Ode To Joy is the final movement of Beethoven’s Ninth and last Symphony. The German composer was increasingly aware of his declining health and spent seven years working on this symphony, starting the work in 1818 and finishing early in 1824. The symphony is one of the best known works of the Western classical repertoire and is considered one of Beethoven’s masterpieces.
At the time it was a novel idea to use a chorus and solo voices in a symphony, which is why it’s also called the “Choral” symphony. Beethoven, in fact, had serious misgivings about portraying the music’s message with actual words. Even after the premiere, he apparently came very close to replacing all the vocal lines with instrumental ones.
The words, which are sung by four vocal soloists and a chorus, emanate a strong belief in mankind. They were taken from a poem written by German writer Friedrich Schiller in 1785 and revised in 1803, with additions made by Beethoven.
Beethoven was completely deaf when he embarked on this masterpiece, and it’s a tragedy that he never heard a single note of it except inside his head.
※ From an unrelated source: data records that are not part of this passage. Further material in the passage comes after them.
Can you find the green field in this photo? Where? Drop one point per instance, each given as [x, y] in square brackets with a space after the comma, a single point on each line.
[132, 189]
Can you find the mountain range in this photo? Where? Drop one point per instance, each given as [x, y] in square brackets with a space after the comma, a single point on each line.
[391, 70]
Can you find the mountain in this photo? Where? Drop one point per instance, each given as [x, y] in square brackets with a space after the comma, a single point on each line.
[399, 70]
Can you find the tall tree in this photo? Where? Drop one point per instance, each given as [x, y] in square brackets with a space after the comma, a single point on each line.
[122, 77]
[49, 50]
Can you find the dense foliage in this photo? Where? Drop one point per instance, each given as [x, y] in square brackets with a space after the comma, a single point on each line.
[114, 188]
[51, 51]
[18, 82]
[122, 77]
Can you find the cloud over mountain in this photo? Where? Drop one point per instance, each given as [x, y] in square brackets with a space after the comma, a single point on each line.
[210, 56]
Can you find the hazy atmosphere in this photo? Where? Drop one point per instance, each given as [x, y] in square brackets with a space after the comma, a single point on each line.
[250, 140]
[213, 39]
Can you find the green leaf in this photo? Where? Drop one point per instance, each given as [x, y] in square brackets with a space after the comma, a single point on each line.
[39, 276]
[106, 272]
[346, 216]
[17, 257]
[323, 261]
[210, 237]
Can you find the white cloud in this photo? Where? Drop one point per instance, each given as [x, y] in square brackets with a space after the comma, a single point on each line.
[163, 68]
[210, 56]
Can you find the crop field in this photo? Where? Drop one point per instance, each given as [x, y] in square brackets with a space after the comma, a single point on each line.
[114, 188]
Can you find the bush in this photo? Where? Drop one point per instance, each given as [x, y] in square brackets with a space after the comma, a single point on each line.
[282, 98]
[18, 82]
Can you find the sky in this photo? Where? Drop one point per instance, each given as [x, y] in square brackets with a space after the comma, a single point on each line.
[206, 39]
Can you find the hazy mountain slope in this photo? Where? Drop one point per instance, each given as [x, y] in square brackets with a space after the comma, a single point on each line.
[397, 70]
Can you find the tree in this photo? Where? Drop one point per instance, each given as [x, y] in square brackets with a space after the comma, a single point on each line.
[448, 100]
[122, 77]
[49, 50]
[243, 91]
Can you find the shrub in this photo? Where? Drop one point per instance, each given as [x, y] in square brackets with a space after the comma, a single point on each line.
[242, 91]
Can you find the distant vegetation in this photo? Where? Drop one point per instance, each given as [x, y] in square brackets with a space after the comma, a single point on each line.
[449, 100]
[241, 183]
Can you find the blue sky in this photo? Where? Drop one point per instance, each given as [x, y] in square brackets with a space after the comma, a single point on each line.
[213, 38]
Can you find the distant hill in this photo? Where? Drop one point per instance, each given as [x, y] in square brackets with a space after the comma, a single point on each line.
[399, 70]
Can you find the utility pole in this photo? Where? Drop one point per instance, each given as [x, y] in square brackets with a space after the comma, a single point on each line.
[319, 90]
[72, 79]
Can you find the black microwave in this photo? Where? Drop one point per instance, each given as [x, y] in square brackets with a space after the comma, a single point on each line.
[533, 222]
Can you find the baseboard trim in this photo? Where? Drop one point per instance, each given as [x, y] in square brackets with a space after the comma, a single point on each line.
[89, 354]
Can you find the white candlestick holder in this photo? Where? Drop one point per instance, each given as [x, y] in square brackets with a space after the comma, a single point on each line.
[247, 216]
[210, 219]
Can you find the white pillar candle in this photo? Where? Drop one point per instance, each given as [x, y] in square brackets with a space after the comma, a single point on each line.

At the end of the symphony’s first performance the German composer, who had been directing the piece and was consequently facing the orchestra, had to be turned around by the contralto Caroline Unger so that he could see the audience’s ecstatic reaction. Beethoven had been unaware of the tumultuous roars of applause behind him.
via Ode To Joy by Ludwig Van Beethoven Songfacts.
I think Joy is a pretty good word to describe the people in this video.
Brad, you touch me deeply as does this music. The spirit of the music that you feel and share humbles me and makes me realize that with the help of God we can sustain almost anything and still feel joy which is really only the other side of sorrow.
Bless you and your family during this most joyous of seasons.